Imagine a world where we don’t have planes because the internal combustion engine never existed, and even super-efficient steam engines are still too heavy to lift their own mass like that. Dirigibles are the international mass transit vehicle of choice, because steamship technology is very advanced but the coal required to keep moving afloat means journeys are shorter and more direct. A lighter-than-air dirigible though, capable of lifting the engine and fuel to propel itself without any trouble, would be a completely different prospect. Wood panelling throughout because wood is flexible and relatively light. Travel at lower heights (through weather rather than over it) would necessitate decent pilots and resilient craft. There is definitely something here I could use.
Communication would also be much improved and jave developed more quickly. Electricity is perfectly possible without hydrocarbons, and radio would have quickly developed because journeys would have been more arduous. Imagine a world where America is still days away even by airship. All of a sudden reliable radio and even television technology is going to be invaluable.
Will we have landed on the Moon? Unlikely. The components you need to even escape the pull of Earth might be tricky to assemble. Mind you, it’s worth considering how a satellite launch might have been made possible.

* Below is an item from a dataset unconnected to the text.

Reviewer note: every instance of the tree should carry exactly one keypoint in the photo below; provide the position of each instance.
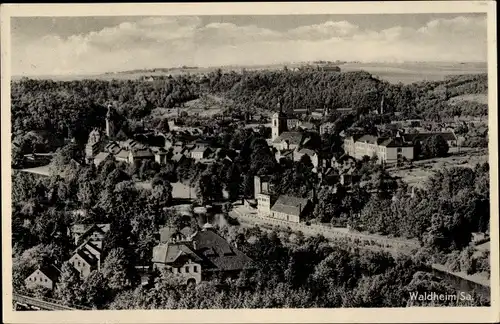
(116, 269)
(95, 291)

War is still likely, so military and political life might still be recognisable, and I can make some additional assumptions about developments to create a realistic alternative timeline. Empire rather than Commonwealth, although it’s probably much reformed because keeping millions subjugated is expensive. Much better to be on the path to a more peaceable solution. I’d like the USA to be less dominant because they have the wealth and drive to succeed but we haven’t necessarily turned Europe into a hellhole twice in a space of three decades. That would be nice.
Ten years and more ago I was in a University department which had an Australian Dean, who observed more than once our department was very centred on Europe. At this time I pointed out to some of our lecturers we were taught in English which is acceptable in countries on every inhabited continent. Including his. But the point stands. Why not set the game in the Southern Hemisphere?
So now I have a world I can inhabit with my characters and narrative. Not a grand scale piece but a small stage on which to set my scene. A small but reliable ship, hardly the flagship of the fleet but high class. Something with hidden meanings an experience gamesmaster could script a whole red herring around if they fancied. One which relies much less on oil and petrochemicals because they never had them in the first place.
Which is cool, but also useful. Because in my lifetime we may need to work out how to achieve stuff without exactly these things. Plastics, oil, petrol, diesel, they’re everywhere you look. And that’s only the visible uses. They are essential in so many industrial processes and production lines that we really need to get a handle on how much we can do without.
I’m not seriously suggesting we look to steampunk to solve our future needs, especially given some of the genre has a reputation for papering over the cracks with magic. One thing’s for sure. We can’t hope to stick some cogs on it, paint it bronze and make the right noises. However the people of my imagined world have achieved things without using oil, we’re going to have to do it too.